Works and Days

by Chris Lewis Gibson

19 Jan 2023 85 readers Score 9.4 (6 votes) PDF Mobi ePub Txt


Thanksgiving

Continued

It was Wednesday afternoon and there was enough chill in the air for Russell to wish for his brown parka. When he got to 1735 Breckinridge Avenue, he wanted to keep walking, less because it no longer felt like home, and more because the day was so beautiful and many of the trees still green.

It was strange to be in the large bedroom with the balcony that overlooked the Corley’s yard.  By the lack of dust, Russell realized his mother must have cleaned up. He collapsed on the bed, blinked at the ceiling a few times and was surprised when the doorbell woke him up in a darker room with the sun mostly gone. He heard laughter and sat up, listening to the conversation before he decided to go downstairs.

“Oh, my God!” he heard his Aunt Jackie, and then a familiar voice, “Jackie! Aw, Jackie!” and there was the noise of children.

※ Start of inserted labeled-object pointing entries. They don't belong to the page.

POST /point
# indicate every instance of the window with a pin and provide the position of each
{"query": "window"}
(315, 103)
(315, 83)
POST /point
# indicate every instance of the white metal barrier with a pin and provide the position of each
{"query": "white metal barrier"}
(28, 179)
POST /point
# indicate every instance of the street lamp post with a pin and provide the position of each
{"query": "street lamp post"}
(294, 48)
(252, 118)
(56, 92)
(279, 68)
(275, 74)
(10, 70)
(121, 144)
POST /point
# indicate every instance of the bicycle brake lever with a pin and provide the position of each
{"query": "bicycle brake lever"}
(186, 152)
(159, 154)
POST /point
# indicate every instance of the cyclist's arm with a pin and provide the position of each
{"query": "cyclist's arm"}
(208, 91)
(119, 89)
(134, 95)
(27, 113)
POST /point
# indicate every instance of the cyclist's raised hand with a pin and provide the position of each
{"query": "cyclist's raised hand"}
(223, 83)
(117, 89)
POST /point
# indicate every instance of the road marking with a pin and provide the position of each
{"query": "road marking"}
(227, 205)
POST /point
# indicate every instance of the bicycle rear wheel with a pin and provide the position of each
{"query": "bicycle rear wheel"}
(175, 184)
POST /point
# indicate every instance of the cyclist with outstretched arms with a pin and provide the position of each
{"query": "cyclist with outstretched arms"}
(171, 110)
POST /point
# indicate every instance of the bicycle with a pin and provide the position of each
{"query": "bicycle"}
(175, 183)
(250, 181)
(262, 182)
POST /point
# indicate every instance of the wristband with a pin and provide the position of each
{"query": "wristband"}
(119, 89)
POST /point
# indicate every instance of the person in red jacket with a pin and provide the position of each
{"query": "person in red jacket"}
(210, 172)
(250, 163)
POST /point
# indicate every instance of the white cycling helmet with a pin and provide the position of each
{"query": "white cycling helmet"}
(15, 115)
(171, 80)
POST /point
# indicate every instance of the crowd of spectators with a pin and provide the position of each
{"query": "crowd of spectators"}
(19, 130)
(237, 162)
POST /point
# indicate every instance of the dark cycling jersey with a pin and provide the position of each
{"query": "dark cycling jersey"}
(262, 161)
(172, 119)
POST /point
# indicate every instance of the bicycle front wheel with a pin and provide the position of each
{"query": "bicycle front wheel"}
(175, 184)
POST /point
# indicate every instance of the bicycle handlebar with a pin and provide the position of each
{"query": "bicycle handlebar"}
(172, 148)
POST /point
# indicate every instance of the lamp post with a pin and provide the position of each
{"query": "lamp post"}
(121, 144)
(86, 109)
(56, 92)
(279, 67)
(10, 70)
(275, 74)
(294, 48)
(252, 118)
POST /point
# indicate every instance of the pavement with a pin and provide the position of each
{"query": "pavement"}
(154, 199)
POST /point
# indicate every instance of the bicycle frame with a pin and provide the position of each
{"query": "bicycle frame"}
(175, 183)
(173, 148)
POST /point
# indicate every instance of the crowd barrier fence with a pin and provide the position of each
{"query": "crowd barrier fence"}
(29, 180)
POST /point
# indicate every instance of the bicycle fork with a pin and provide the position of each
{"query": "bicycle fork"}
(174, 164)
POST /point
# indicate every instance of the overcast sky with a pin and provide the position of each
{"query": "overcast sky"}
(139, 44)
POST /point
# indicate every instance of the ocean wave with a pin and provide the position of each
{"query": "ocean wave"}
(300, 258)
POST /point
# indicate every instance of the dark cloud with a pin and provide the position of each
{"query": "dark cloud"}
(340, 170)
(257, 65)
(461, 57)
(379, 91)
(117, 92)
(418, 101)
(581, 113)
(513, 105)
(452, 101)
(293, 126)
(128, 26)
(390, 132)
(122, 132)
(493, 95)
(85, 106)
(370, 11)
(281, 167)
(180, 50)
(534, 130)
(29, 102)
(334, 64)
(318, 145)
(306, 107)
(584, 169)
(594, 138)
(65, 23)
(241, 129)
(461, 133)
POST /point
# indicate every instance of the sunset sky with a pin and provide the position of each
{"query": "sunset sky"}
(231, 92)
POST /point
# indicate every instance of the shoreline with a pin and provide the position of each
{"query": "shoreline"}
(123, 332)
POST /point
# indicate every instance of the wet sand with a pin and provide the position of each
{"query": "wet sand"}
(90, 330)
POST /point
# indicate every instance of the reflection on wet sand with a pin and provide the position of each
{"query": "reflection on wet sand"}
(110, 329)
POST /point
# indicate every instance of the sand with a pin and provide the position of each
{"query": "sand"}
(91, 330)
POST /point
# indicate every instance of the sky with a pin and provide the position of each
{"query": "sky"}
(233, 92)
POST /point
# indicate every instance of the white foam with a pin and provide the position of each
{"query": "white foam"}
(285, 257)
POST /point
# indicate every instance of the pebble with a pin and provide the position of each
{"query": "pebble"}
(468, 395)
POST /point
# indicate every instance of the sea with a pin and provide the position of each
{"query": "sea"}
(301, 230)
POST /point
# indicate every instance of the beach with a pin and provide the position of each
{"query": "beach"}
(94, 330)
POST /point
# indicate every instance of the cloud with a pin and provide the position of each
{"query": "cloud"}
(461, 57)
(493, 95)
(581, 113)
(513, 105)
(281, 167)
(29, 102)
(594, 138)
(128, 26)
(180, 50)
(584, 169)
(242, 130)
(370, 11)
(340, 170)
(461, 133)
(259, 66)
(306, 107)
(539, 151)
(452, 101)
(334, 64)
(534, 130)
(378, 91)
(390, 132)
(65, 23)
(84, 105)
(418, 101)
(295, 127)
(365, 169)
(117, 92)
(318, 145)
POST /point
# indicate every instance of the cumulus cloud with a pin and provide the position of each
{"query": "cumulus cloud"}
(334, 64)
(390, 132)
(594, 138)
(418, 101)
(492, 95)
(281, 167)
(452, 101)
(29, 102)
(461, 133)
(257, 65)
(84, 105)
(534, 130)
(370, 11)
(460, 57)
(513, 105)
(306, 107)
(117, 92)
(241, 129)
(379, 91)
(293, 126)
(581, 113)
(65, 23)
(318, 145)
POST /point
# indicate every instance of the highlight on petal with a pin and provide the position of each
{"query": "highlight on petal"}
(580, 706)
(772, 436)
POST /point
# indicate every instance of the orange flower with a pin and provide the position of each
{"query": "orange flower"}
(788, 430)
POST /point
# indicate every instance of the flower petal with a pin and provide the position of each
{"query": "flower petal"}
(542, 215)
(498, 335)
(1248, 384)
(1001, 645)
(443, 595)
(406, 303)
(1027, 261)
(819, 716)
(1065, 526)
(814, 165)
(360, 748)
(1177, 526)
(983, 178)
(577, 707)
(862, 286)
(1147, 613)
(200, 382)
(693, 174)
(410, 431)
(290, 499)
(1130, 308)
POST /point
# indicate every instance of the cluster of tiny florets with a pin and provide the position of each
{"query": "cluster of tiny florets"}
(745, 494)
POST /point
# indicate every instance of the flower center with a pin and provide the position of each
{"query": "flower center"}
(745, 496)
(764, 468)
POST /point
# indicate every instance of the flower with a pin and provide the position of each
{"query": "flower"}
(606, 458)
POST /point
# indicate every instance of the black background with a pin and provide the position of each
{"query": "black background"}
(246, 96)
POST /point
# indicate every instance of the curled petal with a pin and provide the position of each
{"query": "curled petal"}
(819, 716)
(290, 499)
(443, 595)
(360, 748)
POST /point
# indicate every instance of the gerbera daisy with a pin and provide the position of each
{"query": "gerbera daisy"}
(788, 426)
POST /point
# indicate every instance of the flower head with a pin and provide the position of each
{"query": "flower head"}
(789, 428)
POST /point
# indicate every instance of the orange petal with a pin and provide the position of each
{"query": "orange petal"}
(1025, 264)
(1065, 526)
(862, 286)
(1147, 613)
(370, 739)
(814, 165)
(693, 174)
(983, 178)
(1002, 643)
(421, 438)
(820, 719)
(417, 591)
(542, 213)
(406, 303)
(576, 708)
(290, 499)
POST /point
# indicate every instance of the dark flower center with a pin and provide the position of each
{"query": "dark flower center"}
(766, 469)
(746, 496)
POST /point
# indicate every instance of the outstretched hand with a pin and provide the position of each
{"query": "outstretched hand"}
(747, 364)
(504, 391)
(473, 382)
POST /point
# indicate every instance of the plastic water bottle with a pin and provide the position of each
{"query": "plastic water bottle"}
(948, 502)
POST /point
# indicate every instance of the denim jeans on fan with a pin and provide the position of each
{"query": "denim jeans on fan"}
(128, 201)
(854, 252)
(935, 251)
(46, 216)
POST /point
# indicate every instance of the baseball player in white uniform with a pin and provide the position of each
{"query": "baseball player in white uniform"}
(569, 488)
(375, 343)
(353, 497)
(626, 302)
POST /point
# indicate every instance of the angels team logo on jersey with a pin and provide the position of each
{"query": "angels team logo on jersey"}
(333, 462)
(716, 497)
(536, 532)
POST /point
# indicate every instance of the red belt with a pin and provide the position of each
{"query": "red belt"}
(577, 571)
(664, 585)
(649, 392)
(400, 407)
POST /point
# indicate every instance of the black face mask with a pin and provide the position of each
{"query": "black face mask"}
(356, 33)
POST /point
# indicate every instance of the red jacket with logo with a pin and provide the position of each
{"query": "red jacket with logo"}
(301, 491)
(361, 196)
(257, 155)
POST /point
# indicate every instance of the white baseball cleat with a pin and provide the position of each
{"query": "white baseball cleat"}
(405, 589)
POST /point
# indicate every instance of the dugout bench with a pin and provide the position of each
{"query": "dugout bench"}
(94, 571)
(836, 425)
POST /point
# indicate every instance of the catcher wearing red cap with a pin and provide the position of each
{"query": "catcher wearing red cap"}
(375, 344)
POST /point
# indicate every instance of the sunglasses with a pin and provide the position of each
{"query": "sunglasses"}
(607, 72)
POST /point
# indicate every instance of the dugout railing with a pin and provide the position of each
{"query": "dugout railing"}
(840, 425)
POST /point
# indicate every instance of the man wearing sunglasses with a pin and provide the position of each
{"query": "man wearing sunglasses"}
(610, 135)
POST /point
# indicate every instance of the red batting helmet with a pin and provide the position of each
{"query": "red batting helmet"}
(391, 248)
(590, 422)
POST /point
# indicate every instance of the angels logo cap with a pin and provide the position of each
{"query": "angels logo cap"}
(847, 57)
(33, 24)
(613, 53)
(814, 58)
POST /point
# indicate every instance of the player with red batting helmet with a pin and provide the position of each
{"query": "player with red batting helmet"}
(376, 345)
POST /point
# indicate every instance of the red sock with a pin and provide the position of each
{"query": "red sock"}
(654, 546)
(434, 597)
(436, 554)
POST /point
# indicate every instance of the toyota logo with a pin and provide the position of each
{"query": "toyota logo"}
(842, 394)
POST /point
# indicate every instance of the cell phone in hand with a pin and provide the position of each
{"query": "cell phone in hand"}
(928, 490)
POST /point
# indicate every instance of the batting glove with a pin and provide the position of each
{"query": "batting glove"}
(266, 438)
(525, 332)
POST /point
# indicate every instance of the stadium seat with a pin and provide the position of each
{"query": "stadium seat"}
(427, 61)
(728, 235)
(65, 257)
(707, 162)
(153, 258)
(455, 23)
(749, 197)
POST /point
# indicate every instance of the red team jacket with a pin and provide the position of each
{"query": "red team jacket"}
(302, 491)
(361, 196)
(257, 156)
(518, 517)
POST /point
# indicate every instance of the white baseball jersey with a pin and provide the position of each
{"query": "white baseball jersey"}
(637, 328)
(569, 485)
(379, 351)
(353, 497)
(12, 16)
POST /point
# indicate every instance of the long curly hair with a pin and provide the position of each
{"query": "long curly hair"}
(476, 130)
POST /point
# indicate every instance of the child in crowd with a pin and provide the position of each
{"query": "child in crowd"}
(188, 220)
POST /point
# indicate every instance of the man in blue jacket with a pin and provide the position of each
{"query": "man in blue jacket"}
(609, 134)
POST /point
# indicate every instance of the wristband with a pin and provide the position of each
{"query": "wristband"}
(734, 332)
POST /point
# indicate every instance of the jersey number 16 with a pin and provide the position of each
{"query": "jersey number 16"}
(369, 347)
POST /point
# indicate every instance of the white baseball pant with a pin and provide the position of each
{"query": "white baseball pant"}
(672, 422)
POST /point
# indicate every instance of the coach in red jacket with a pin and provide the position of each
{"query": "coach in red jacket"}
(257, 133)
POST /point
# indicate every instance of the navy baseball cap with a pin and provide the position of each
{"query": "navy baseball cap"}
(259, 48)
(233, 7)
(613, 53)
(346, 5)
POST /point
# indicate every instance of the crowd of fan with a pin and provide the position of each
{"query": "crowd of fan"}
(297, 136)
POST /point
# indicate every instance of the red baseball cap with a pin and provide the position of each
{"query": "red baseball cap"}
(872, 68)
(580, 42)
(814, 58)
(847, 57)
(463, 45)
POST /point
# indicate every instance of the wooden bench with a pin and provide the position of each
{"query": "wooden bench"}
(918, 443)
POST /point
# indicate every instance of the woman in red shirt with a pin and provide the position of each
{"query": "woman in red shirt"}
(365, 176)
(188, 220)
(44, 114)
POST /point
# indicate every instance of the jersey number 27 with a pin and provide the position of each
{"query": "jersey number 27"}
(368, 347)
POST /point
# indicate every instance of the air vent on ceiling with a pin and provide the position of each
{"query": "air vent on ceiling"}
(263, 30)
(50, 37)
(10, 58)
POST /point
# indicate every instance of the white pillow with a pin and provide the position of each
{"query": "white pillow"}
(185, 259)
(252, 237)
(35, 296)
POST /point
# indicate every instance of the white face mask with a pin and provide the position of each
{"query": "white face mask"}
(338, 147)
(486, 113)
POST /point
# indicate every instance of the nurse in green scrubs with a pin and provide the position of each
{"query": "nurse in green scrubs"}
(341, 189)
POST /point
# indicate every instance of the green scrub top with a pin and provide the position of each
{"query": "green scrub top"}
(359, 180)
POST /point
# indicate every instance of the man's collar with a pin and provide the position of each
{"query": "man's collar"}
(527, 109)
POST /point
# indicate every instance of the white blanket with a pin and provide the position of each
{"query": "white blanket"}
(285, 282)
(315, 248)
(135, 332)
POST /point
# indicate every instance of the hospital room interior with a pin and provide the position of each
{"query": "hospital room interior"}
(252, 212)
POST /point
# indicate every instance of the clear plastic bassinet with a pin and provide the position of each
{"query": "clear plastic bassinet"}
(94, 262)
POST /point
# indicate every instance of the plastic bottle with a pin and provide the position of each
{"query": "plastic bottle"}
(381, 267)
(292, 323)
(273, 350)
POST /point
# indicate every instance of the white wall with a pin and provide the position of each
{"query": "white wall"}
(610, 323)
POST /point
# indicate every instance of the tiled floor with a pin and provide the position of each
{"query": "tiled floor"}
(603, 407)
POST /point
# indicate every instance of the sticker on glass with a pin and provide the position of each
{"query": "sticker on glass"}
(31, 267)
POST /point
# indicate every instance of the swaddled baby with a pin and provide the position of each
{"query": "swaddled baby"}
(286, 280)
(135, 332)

It must have been Uncle John.          

John Mc.Larchlahn was the only man beside Chayne that Russell had ever broken into the a run for, and he came down the hall, and then down the stairs to where his mother, Jackie and John stood in a clump surrounded by three towheaded children shrieking and running circles about them.

“Russ!” John looked up at his nephew. “Let me get a look at you. God, you’ve grown!”

Russell flung himself into John’s arms, and the older man tried to pick his nephew up, but almost failed.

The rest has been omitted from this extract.